Pulst expects that 700 to 1,000 new cases of Parkinson's will be reported each year in Utah.

Wes Starkenburg, 65, figures he benefits from research in which previous Parkinson's patients participated, so he'll put his information in the new database.

"It's important," says the retired civil engineer, who now is bent over from the waist as a result of Parkinson's. He was at Thursday's support group meeting jointly sponsored by the U. neurology department and the Utah chapter of the American Parkinson Disease Association.

Such meetings, he says, "are huge. They put us in touch with people."

Kim Smith, who teaches finance at Brigham Young University, says he has found good medical support and exercise are key. Schrock is his doctor at the U.

Smith, 61, retired from a long career with Goldman Sachs in New York City after learning he had Parkinson's about a decade ago. He had always been an avid athlete, playing basketball, racquetball, squash and tennis.

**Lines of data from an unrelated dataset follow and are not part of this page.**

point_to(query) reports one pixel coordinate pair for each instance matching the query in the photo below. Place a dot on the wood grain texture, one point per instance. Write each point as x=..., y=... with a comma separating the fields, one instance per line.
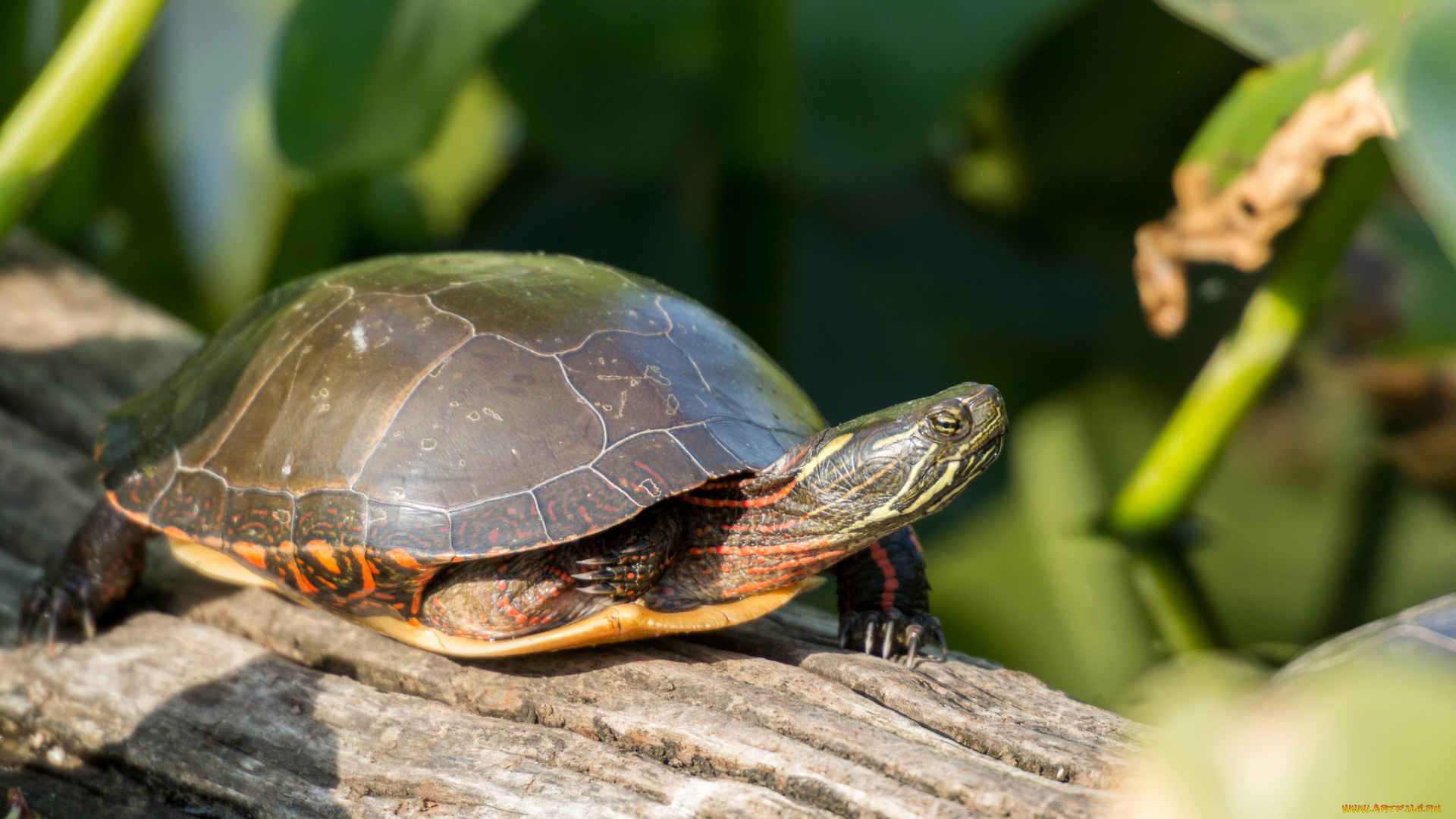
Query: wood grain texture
x=206, y=700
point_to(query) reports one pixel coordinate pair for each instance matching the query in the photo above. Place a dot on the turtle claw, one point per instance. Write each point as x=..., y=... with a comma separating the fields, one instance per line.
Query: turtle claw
x=890, y=632
x=625, y=573
x=50, y=602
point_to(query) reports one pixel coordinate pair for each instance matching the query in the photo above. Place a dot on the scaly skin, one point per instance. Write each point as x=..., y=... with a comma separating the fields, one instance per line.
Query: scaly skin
x=843, y=496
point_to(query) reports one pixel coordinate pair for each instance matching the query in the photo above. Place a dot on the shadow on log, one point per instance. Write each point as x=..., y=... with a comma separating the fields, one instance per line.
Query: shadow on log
x=206, y=700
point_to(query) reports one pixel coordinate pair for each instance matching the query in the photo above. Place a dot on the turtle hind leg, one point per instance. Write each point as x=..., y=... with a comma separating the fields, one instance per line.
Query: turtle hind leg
x=629, y=564
x=884, y=599
x=102, y=563
x=544, y=589
x=500, y=599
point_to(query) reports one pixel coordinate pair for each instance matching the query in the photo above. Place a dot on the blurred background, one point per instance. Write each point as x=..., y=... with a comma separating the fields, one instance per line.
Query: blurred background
x=889, y=197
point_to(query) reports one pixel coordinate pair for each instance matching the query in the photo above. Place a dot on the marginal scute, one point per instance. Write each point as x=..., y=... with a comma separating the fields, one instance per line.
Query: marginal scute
x=258, y=518
x=497, y=526
x=143, y=485
x=650, y=468
x=582, y=503
x=421, y=534
x=484, y=387
x=194, y=504
x=329, y=545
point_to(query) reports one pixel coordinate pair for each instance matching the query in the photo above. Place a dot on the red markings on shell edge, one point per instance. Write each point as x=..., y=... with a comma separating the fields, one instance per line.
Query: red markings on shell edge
x=582, y=503
x=497, y=528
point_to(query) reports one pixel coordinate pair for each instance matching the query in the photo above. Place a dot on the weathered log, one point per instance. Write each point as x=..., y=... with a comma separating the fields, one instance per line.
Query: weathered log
x=204, y=700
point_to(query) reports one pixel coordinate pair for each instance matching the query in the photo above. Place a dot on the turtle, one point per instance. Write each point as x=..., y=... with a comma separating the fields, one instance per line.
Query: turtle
x=497, y=453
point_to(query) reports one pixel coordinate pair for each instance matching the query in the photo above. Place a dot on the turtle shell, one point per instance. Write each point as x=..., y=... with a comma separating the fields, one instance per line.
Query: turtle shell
x=359, y=428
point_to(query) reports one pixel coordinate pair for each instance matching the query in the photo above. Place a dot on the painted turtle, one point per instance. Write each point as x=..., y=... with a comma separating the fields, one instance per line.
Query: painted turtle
x=490, y=453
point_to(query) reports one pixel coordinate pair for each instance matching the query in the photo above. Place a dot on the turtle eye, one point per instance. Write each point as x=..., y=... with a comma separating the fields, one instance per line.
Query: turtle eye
x=946, y=423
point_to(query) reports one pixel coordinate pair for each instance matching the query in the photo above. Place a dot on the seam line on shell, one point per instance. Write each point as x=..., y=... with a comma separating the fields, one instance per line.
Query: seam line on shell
x=683, y=447
x=590, y=406
x=248, y=404
x=541, y=516
x=419, y=379
x=529, y=490
x=607, y=482
x=177, y=461
x=696, y=369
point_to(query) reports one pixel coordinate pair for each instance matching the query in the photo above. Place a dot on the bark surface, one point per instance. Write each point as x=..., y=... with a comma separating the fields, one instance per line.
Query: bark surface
x=207, y=700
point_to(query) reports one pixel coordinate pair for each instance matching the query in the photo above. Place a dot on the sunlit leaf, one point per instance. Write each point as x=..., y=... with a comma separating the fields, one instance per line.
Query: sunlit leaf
x=877, y=76
x=1424, y=76
x=213, y=117
x=364, y=83
x=468, y=158
x=1060, y=490
x=1232, y=136
x=613, y=86
x=1273, y=30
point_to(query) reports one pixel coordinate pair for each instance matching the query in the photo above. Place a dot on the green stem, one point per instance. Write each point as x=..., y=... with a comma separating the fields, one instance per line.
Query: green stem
x=1188, y=447
x=73, y=85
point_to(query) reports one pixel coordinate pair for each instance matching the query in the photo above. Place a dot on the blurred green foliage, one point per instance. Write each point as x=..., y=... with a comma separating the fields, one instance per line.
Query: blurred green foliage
x=890, y=197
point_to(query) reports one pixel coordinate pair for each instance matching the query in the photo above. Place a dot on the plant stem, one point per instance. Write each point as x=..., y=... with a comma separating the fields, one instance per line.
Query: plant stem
x=1241, y=368
x=74, y=83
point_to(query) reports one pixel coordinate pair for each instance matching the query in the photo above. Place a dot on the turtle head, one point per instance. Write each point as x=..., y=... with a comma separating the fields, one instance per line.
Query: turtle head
x=889, y=468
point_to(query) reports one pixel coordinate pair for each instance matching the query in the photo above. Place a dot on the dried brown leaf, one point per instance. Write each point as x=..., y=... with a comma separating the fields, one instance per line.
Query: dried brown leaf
x=1235, y=224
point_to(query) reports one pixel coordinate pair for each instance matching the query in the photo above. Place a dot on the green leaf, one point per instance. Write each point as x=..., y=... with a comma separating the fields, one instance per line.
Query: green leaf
x=613, y=86
x=468, y=158
x=877, y=76
x=1424, y=77
x=1234, y=134
x=231, y=187
x=364, y=83
x=1273, y=30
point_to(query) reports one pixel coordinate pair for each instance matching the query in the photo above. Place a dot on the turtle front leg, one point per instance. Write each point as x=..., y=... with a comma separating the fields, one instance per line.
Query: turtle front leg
x=884, y=599
x=101, y=564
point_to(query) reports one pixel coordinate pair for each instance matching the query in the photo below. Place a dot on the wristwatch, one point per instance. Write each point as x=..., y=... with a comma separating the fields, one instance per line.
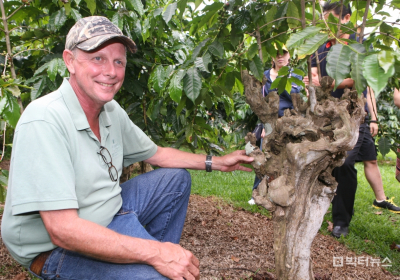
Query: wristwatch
x=208, y=163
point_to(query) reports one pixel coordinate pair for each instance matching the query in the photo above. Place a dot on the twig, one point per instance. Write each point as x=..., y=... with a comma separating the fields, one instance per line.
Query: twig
x=364, y=21
x=373, y=107
x=386, y=34
x=32, y=50
x=340, y=18
x=5, y=64
x=16, y=10
x=4, y=141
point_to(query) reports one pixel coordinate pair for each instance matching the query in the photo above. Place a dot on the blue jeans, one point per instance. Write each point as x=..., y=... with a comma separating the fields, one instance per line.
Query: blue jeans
x=256, y=180
x=154, y=207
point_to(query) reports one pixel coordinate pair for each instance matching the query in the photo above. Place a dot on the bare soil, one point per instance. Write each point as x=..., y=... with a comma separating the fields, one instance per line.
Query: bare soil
x=234, y=244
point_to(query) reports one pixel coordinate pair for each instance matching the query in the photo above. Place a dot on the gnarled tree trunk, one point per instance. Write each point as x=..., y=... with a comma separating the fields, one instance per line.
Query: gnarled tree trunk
x=298, y=155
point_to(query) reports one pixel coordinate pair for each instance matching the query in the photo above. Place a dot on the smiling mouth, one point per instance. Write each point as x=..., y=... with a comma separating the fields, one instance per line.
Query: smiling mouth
x=106, y=85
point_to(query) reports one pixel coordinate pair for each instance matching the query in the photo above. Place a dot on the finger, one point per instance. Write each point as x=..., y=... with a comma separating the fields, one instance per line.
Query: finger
x=244, y=168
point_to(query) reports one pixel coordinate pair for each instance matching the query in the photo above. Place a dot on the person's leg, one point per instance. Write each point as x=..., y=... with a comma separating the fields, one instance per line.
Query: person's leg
x=374, y=179
x=343, y=201
x=159, y=199
x=164, y=193
x=346, y=176
x=257, y=181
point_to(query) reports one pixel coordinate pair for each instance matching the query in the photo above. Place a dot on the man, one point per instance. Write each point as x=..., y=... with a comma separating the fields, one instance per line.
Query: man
x=66, y=215
x=364, y=150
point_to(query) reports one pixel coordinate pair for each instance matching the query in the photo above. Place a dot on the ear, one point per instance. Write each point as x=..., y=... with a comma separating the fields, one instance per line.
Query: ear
x=346, y=19
x=69, y=58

"I found it harder and harder to do those things."

For the first few years, he tried to hide the fact that he has Parkinson's. But now he tells his students up front what to expect: That he has horrible handwriting and poor balance. That sometimes his body will freeze and he'll almost tip over.

A registry, he says, is a great idea. He has a cousin and an uncle who have the disease, and figures there is a genetic cause.

"Problems like this, if you handle them correctly, they help you grow closer to the people who matter most to you."